O cenário coloca pressão sobre uma operação considerada estratégica para o abastecimento nacional de fertilizantes fosfatados. A unidade de Salitre tem capacidade para produzir cerca de 1 milhão de toneladas por ano e integra uma estrutura que recebeu investimentos estimados em US$ 1 bilhão.
EuroChem enfrenta restrições no fornecimento de insumos
A unidade mineira possui estoque suficiente para manter a operação em ritmo habitual até setembro, caso o fluxo internacional de matérias-primas não seja normalizado. A fábrica conta atualmente com cerca de 1.100 empregados diretos, o que significa que uma eventual redução das atividades poderia atingir uma parcela expressiva do quadro de trabalhadores.

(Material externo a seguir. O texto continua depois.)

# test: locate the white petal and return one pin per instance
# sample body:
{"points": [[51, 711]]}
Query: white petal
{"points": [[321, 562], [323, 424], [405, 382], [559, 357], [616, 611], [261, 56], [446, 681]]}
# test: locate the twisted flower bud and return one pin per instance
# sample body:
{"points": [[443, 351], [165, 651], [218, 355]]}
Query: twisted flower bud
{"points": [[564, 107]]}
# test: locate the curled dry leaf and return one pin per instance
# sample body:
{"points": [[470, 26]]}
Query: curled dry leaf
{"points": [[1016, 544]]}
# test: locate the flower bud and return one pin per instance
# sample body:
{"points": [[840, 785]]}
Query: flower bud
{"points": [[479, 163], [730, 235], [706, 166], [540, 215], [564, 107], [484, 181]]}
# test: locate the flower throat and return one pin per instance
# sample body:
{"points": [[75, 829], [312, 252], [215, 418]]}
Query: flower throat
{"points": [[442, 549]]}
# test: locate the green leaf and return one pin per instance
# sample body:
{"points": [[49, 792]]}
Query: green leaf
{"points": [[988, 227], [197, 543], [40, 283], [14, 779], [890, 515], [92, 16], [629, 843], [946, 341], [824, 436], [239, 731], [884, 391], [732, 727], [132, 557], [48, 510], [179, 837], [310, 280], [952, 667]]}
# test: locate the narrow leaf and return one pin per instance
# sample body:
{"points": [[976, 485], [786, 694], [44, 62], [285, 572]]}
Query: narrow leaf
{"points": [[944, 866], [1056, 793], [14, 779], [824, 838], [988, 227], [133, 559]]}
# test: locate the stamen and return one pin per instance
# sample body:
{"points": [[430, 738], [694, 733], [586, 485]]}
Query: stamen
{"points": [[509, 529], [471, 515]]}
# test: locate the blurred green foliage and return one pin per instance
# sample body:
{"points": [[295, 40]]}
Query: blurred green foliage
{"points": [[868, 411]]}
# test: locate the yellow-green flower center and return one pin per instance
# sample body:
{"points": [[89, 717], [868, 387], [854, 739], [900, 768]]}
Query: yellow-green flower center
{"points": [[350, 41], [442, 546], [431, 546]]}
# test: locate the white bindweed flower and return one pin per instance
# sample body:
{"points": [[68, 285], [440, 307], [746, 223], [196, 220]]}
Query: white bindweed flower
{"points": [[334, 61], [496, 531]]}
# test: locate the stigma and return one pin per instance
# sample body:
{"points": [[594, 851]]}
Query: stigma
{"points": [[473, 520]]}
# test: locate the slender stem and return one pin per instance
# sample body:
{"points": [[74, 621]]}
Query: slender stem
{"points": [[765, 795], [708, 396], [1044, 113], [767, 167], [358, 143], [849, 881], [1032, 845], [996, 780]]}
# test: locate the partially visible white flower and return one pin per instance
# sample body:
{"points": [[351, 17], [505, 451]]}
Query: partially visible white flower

Um dos principais pontos de preocupação é o fornecimento de enxofre, utilizado na fabricação de ácido sulfúrico. Esse composto é necessário para o processamento da rocha fosfática e, sem uma reposição regular, a cadeia produtiva pode sofrer interrupções.
A possibilidade de uma paralisação temporária também preocupa pelo impacto sobre a oferta doméstica de fertilizantes. O funcionamento da unidade de Salitre é considerado relevante para os esforços do país de ampliar a produção nacional e diminuir a dependência de fornecedores estrangeiros.
Falta de matéria-prima ameaça continuidade da produção
Caso o abastecimento externo não seja restabelecido, as plantas químicas do complexo poderão enfrentar períodos de interrupção que podem chegar a três meses. O cenário vem sendo acompanhado por representantes e especialistas do setor, diante dos possíveis efeitos sobre a cadeia de nutrição vegetal.
A EuroChem confirmou a existência de dificuldades relevantes na cadeia internacional de suprimentos, mas informou que nenhuma decisão sobre paralisação ou suspensão de contratos foi formalizada até agora.
A empresa busca alternativas para garantir novas fontes e rotas de fornecimento do insumo, enquanto mantém conversas com o Governo Federal e entidades ligadas ao setor. O episódio evidencia os desafios enfrentados pela indústria brasileira de fertilizantes diante das oscilações de preços e da dependência de matérias-primas importadas.